Don't stress it. Physics is my life study, I'm used to people having something FAR worse to say other than, "Something about this isnt' right." Besides, conversation and comparison of physics is something I enjoy.
I didn't say photons can't alter direction, I gave an example of basic light mechanics, to show the way light normally behaves. In fact, light USUALLY is altered in direction due to external sources. Like the flashlight. But really, it prefers straigh line movement, unless it's in a huge relativistic event, (i.e. a Black Hole) However, quantum mechanics doesn't exactly mean photon as in light. A photon, or in this cause, the photon of every shape and size, is just a particle unit of electromagnetic representation. Since a photon is the representative particle of the fundamental force of electromagnetivity. Where a gluon is strong energy, vector boson is weak energy, and graviton (allegedly, since it hasn't truly been proven) is gravity. However, photon are attracted and repelled by it's brothers too, and most people will confuse particles of other sorts for photons. But in truth, photons can only exist as photons. But in "refraction" light doesn't slow down. Photons being a basic basic basic particle, yield an extremely low energy. So if you were to flash a flashlight on the wall, there's a good chance 99.99999% of those particles will just be absorbed into the atomic structure of the wall until the wall eventually releases the energy slowly, and outside of wave function. (Hence, that's why the wall doesn't actually light up since it can't send photons in heavy waves in any given direction. And that's why walls get hot as a lot of light is shone on them, because light feeds the energy in atoms, atoms vibrate more, more vibration makes atoms hot.)
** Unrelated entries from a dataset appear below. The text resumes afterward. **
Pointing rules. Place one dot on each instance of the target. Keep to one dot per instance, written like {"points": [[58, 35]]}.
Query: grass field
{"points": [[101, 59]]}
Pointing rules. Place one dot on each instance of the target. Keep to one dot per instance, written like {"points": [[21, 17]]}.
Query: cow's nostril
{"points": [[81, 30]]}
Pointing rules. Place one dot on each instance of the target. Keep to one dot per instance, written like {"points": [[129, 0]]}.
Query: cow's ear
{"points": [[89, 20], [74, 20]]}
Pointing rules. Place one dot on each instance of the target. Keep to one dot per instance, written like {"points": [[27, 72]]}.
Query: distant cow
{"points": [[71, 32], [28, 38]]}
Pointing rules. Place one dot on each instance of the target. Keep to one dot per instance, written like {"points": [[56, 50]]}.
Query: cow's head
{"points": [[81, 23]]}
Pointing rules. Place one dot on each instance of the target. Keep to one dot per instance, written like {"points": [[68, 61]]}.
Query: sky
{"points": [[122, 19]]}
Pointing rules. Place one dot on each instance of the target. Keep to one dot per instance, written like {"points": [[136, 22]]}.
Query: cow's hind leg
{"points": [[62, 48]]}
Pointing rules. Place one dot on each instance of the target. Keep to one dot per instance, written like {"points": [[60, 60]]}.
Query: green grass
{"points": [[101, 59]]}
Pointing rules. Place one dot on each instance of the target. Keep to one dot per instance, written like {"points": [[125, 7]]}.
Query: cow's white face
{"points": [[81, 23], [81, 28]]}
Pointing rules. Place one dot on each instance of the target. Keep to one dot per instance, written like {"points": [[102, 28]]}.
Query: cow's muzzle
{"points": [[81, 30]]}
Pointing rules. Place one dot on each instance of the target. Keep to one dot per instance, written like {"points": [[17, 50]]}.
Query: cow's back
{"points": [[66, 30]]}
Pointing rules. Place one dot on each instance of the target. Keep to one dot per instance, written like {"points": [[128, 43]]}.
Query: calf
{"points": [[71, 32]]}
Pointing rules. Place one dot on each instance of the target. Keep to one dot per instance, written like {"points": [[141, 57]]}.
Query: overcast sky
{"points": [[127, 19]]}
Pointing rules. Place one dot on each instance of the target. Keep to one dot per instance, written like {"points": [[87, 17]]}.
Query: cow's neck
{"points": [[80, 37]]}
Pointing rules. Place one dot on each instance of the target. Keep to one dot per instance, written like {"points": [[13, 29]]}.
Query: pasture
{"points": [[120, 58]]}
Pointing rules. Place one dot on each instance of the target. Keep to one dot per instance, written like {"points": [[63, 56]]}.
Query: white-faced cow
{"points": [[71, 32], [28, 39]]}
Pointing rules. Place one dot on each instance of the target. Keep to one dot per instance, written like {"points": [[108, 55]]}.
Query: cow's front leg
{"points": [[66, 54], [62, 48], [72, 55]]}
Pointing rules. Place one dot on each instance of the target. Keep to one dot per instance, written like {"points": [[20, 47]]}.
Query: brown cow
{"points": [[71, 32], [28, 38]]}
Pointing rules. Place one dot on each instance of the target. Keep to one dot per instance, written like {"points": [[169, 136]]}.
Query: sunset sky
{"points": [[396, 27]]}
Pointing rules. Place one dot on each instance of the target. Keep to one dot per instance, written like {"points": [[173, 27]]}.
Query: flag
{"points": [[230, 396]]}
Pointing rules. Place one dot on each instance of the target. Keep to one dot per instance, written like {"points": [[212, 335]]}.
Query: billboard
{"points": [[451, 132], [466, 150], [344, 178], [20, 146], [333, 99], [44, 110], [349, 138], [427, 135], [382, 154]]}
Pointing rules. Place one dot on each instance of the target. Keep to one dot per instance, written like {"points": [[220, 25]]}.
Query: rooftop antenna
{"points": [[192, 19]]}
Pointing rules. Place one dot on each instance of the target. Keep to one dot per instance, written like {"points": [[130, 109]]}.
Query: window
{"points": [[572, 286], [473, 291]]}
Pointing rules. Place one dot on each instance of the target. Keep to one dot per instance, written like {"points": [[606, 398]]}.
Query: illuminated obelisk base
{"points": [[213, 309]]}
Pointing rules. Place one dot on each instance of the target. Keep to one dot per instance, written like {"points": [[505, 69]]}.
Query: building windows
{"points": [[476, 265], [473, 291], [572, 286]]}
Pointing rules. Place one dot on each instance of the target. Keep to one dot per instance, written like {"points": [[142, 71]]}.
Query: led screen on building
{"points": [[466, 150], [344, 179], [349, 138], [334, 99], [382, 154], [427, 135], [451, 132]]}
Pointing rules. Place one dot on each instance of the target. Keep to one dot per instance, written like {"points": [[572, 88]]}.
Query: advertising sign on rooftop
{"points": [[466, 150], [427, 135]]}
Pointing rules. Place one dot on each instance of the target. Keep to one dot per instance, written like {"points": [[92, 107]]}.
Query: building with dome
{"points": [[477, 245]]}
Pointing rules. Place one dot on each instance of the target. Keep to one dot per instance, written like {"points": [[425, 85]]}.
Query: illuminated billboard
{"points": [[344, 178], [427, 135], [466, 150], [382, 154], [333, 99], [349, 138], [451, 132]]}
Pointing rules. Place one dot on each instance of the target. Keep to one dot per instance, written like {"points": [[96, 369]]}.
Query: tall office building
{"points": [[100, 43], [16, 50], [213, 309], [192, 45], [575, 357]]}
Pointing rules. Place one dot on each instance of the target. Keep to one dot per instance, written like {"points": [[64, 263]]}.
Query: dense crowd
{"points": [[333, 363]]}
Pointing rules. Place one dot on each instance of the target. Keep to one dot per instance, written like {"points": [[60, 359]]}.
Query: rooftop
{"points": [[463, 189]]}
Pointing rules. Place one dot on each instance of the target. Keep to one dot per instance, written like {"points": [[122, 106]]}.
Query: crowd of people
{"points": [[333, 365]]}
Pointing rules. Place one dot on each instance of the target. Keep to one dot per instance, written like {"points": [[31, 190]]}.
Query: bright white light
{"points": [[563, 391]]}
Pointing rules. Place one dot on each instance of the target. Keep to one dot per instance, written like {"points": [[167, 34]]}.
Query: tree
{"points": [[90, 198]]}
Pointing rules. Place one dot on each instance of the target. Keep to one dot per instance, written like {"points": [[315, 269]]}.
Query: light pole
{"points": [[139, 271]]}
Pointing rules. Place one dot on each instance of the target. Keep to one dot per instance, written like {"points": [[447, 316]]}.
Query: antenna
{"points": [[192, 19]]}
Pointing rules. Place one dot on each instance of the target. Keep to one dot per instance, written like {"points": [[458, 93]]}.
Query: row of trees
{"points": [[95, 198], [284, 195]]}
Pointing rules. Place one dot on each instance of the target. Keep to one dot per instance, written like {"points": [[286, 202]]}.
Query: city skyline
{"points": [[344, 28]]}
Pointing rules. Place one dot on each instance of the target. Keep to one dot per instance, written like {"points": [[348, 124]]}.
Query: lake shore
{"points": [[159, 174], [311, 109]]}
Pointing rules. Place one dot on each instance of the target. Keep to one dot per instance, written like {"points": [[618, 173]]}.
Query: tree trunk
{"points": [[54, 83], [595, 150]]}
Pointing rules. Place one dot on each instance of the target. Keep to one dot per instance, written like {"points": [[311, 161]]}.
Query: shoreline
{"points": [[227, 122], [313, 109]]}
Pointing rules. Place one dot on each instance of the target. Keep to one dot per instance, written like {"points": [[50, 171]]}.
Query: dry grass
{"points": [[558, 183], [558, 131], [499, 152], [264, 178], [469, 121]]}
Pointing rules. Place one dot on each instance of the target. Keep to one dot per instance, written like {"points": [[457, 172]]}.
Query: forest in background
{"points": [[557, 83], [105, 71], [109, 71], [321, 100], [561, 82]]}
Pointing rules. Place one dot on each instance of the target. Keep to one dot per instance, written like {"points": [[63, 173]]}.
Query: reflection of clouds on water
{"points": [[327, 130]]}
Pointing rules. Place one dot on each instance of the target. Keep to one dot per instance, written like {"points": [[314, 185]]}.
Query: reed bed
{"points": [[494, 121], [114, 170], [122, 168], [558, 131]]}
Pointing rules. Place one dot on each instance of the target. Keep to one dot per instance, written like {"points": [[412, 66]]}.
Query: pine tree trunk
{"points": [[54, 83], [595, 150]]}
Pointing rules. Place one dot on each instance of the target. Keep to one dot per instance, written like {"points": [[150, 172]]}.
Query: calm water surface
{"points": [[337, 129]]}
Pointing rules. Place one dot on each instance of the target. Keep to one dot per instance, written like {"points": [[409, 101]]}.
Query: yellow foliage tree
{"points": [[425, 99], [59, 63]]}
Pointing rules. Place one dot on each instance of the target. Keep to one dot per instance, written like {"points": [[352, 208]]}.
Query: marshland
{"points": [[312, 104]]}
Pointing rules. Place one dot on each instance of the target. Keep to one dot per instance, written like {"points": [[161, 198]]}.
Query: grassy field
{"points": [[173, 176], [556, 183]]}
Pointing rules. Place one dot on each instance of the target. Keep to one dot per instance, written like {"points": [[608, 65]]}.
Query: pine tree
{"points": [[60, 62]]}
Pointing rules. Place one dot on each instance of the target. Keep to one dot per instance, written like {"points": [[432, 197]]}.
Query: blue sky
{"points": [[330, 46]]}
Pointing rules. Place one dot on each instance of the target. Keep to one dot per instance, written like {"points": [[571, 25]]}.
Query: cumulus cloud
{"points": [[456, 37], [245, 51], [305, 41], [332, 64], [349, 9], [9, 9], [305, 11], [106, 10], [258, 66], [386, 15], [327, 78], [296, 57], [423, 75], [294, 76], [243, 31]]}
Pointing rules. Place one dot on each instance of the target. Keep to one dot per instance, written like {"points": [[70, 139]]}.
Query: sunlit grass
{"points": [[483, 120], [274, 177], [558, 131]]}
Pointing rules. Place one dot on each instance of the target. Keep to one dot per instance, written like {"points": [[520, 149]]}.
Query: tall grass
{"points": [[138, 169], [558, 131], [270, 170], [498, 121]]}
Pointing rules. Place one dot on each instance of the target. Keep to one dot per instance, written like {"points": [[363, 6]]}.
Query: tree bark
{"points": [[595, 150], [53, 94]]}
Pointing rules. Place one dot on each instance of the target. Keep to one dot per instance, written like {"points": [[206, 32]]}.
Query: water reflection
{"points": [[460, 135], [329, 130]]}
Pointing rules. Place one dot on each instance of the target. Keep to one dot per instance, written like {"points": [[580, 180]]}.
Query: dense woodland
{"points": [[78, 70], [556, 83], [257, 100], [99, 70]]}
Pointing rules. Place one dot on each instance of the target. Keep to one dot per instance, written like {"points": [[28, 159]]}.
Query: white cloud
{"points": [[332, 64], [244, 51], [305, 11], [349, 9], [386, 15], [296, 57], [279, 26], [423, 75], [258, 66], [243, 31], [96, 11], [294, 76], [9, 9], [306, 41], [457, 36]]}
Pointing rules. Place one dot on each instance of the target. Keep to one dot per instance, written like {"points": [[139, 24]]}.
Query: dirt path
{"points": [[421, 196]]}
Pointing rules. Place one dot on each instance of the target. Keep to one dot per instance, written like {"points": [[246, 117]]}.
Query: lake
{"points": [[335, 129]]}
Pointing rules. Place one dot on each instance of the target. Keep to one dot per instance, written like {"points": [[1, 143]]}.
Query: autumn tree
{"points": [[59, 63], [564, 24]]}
And photons don't literally slow down, they run into barriers. Though some have hypothesized that photons literally can lose their own electromagnetic energy. As for photons slowing down, or even bending though flat out without some large outside source? They can't really, since light is dependent on total outside source interactment since light prefers wave movement.
However, Wave particle duality is a little different from what you've represented there. It just states how particles, mainly photons, can be massless, yet cause and be part of physical reactions. Eistein himself had this great experiment, where he took several different types of metal, and shined a light on them. The massless light literally knocked electrons out of sync with the atom, and caused an electric current as the electron tried to return to it's normal place. There's been others, but too many to just go through. But you are right that it deals a good deal with the actual wave action of particles themselves. Though I am aware of the wave particle duality experiments that deal with gravity directly affecting particles.
As for that black hole figure eight thing, you DEFINITELY need to PM me about that.